No seas esclavo de tu ira ! 4 razones para no pelear cuando estás furioso

El no discutir o hablar cuando estamos enojados es algo que todos hemos escuchado o que incluso, nosotros mismos hemos intentado no hacer. Pero por alguna razón, ya sea debido a que nuestra pareja quiere hablar del tema o por que no lo podemos evitar, algunas veces se nos dificulta el no pelear cuando estamos enojados. Por lo que si es que eres una persona a la cual esto le causa dificultades, un poco más adelante te compartimos 4 razones para no pelear cuando estás enojado.

El discutir es algo necesario y humano, de hecho, según los estudios que realizaron expertos sociales, puede ser una manera de comunicarse de manera honesta. Quizás casi siempre hemos escuchado que es bueno elegir nuestras batallas, pero también es importante que elijamos cuando podemos luchar contra ellas. Nunca es bueno meterse a luchar mientras estamos enojados, ya que hay una alta probabilidad de que esto sea contraproducente. Es decir, que nos cause más mal que bien.

El poder elegir bien las batallas y cuándo es pertinente tenerlas, puede significar un ahorro de tiempo, energía e incluso puedes evitar la pérdida de relaciones valiosas. Así que para cuando sientas la necesidad de discutir mientras estés enojado, a pesar de entender de que eso es lo mejor, tenemos 4 consejos que te ayudarán a evitar que tú sigas aumentando la discusión:

1. La ira deforma tu percepción

Cuando uno siente ira, tiende a percibir los comentarios de la otra persona como más amenazantes. Entonces cualquier comentario que te digan, puede ser que lo tomes como más grave de lo que en realidad es. Es por esto que posterior a la discusión, a veces podemos sentir que no entendemos cómo llegamos a enojarnos tanto por los comentarios que se dijeron durante la discusión.
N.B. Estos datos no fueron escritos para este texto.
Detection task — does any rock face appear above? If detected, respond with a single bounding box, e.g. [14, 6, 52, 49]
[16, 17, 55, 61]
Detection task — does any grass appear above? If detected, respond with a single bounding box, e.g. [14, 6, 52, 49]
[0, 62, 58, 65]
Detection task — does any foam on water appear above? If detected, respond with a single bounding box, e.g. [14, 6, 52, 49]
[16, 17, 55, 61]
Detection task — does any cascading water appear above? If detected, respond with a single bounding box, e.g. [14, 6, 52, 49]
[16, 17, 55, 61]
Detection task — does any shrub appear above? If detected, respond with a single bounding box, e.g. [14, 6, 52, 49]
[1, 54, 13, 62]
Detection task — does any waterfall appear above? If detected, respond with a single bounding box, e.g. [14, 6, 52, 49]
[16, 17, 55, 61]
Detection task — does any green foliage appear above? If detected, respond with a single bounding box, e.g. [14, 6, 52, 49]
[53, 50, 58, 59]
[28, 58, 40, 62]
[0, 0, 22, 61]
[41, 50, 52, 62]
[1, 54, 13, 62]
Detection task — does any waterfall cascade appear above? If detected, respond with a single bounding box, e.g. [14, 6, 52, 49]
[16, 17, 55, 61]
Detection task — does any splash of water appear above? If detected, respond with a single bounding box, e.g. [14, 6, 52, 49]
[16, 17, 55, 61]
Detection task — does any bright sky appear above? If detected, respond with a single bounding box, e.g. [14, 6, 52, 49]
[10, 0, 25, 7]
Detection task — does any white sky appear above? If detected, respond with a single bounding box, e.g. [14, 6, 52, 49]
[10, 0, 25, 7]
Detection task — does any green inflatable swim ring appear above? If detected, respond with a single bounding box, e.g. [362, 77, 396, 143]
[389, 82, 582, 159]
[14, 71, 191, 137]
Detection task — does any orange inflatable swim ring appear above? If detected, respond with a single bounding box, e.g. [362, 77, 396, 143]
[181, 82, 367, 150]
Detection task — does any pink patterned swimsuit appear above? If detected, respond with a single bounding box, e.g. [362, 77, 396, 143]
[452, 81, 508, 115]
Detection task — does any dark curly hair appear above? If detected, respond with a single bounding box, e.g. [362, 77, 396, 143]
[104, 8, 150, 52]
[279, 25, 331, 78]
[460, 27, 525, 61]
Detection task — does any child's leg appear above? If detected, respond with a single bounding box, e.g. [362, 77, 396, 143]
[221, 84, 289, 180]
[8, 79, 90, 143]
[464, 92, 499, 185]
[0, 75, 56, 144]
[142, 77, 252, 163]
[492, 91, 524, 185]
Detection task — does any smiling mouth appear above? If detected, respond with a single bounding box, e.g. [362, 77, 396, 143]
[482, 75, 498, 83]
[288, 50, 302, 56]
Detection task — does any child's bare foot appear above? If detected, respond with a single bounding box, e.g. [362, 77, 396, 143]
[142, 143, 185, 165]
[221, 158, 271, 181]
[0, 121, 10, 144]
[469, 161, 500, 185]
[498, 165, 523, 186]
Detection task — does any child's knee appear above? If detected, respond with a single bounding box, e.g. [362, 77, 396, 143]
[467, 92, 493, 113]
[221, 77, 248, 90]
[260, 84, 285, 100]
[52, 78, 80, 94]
El hecho de que estés así, no te ayuda a tener una discusión favorable en la cual puedas llegar a un acuerdo con la otra persona.


También es común que sintamos que todo lo que el otro hace, nos desagrada mucho más que de costumbre y que tendamos a responder acorde a eso. Por supuesto que este efecto de percepción-deformación se puede aplicar a los dos, por lo que a la otra persona a su vez, le parecerá que tu comportamiento fue mucho más amenazante en comparación a cómo fue en concreto. Si es que ves que la situación se está poniendo muy intensa, lo mejor es que trates de frenar la discusión, pensar que estás enojado y que por eso ves todo como si fuese peor. En conclusión, debes esperar a que se te disminuya un poco el enojo para que puedas concebir la realidad de manera más objetiva.